Being an atheist, I have respect for people who were raised with God and still have their faith, but only when they act in a way that wouldn't piss off God. The Christians who tell the poor to essentially suck it if they're poor, "why they hell aren't they working harder?!?" are Christians in name only, and the worst kind of hypocrites.
But what of the New Age? So much of it is rooted in the ability to delude oneself (as it is with faith healers): "I have laid my hands on you and said the magic words." "I am HEALED!" (as they fall out of their wheelchair). I believe this will help, therefor when someone says it has helped, I feel better. That's great, if you're feeling a little down, but how well does this sort of thing work with broken legs? I've seen people who believed they were cured with the laying on of hands, neglecting to remember that they also took powerful narcotics for the same symptom at the same time. "Thank you for curing my migraine with your magical hands - what codeine?" And the New Age folks who tell us that each person needs to take responsibility for everything in their lives, so, for example, the Jews somehow wanted the Holocaust to occur. I mean - seriously?!?

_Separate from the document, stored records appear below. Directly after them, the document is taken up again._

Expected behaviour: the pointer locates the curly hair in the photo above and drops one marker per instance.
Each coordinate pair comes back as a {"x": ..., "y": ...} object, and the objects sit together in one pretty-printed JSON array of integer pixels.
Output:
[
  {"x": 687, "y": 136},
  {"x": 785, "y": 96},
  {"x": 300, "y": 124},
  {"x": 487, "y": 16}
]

I grew up during the sixties and seventies and this sort of thing was re-gaining ground, long after the whole concept of scientific testing had been decided as the best way to determine if any given treatment is efficacious. I've heard about the healing properties of crystals, while understanding that anyone can say anything about them, and the practitioners of said arts will smile and nod and say, "oh, yes, that's true" to almost any healing property they might contain, without any proof other than "a friend of mine said...".
The other levels of crazy involve the whole "buffet" of beliefs that people are willing to glom onto. "Mayan healers used this silver doohickey to cure infections". Mayan priests were also pretty well known for running a long-term human sacrifice machine - should we go back to that as well? "I believe this part of the magic because it sounds good and makes me feel good about myself, but this other part, well, that was because they were primitive." How condescending is that? You wanna be a Mayan, go whole hog Mayan - don't stint the human sacrifices, because maybe, without that, nothing else works.
I don't wish to conflate human sacrifices with glitter - though if you're going to split someone's chest open, and cut out their beating heart, it would certainly be more colorful and fun with glitter. I'm opposed to lazy thinking. To lazy or convenient faith. You wanna believe something, believe it, but don't believe only the "happy" parts of that faith while leaving the inconvenient or "icky" parts behind, because without one, does the other actually work, or mean anything?